А в Судный День доходил до исступления.
Однако он был слишком стар, чтобы поститься.
Главный раввин велел ему выпивать в пост капельку молока.
Вот моя жена протягивает ему ложку. Лицо его в слезах, слезы стекают по бороде, капают в молоко.
Он в отчаянии. Молоко из дрожащей ложки едва смачивает губы — но это в пост!
Нет, хватит! У меня уже кружится голова.
Мать говорила моей невесте:
— Слушай, по-моему, он румянит щеки. Что это за муж — румяный, как красна девица! Он никогда не заработает на жизнь.
Но что делать, если дочь уперлась? Отговаривать бесполезно.
— Пропадешь ты с ним, доченька, пропадешь ни за грош.
— Художник! Куда это годится? Что скажут люди?
Так честили меня в доме моей невесты, а она по утрам и вечерам таскала мне в мастерскую теплые домашние пироги, жареную рыбу, кипяченое молоко, куски ткани для драпировок и даже дощечки, служившие мне палитрой.

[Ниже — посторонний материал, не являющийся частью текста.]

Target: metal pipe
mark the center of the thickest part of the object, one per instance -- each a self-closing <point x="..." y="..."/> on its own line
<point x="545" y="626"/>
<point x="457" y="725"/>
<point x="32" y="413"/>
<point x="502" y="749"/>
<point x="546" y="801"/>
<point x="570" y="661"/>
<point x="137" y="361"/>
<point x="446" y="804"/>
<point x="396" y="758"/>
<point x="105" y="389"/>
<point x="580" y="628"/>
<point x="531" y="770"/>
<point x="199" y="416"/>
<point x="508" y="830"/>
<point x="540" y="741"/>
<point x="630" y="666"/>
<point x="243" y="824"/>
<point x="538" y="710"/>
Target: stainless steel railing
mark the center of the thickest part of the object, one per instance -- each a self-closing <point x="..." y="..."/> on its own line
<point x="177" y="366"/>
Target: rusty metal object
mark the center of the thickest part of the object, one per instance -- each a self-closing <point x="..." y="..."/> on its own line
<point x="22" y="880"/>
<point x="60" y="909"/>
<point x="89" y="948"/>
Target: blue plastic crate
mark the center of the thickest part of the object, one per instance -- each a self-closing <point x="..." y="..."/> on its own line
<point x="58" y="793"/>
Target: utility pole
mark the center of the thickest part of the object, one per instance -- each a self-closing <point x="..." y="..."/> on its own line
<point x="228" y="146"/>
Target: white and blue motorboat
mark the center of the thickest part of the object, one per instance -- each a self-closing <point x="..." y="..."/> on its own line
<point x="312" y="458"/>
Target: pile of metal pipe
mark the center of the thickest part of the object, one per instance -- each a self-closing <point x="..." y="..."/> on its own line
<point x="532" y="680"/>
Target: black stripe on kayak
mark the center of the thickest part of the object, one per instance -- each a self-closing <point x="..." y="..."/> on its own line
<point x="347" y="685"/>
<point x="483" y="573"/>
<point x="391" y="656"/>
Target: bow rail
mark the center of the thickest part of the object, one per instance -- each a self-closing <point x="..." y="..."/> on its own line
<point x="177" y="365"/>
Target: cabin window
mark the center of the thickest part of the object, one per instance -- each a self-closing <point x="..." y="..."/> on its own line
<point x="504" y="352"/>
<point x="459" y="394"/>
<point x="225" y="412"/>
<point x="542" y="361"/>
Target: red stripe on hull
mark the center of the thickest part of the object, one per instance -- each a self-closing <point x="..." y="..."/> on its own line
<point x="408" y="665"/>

Только открыть окно — и она здесь, а с ней лазурь, любовь, цветы.
С тех давних пор и по сей день она, одетая в белое или в черное, парит на моих картинах, озаряет мой путь в искусстве.
Ни одной картины, ни одной гравюры я не заканчиваю, пока не услышу ее «да» или «нет».
Так что мне до ее родителей или братьев? Господь с ними!
Ну, а мой бедный отец…
— Пойдем, папа, пора на мою свадьбу.
Он, как и я, предпочел бы лечь спать.
Стоит ли связываться с такими важными птицами?
В дом невесты я явился с большим опозданием, весь синедрион был уже в сборе.
Жаль, я не Веронезе.
Длинный стол, за ним главный раввин, мудрый с хитрецой старец; чинные толстосумы и целая орава бедных евреев, изнемогающих в ожидании моего прихода, а на столе — угощение. Без меня — какая же трапеза. Я это знал и посмеивался над их нетерпением.
Этим обжорам не было никакого дела до того, что сегодня самый важный день в моей жизни, что сейчас, на фоне желтой стены, под красным балдахином — ни неба, ни звезд, ни музыки — меня обвенчают.
Я же, объятый трепетом, оцепенев, стоял в толпе.
Родственники, друзья, знакомые и слуги суетились, бегали, рассаживались, сновали взад-вперед.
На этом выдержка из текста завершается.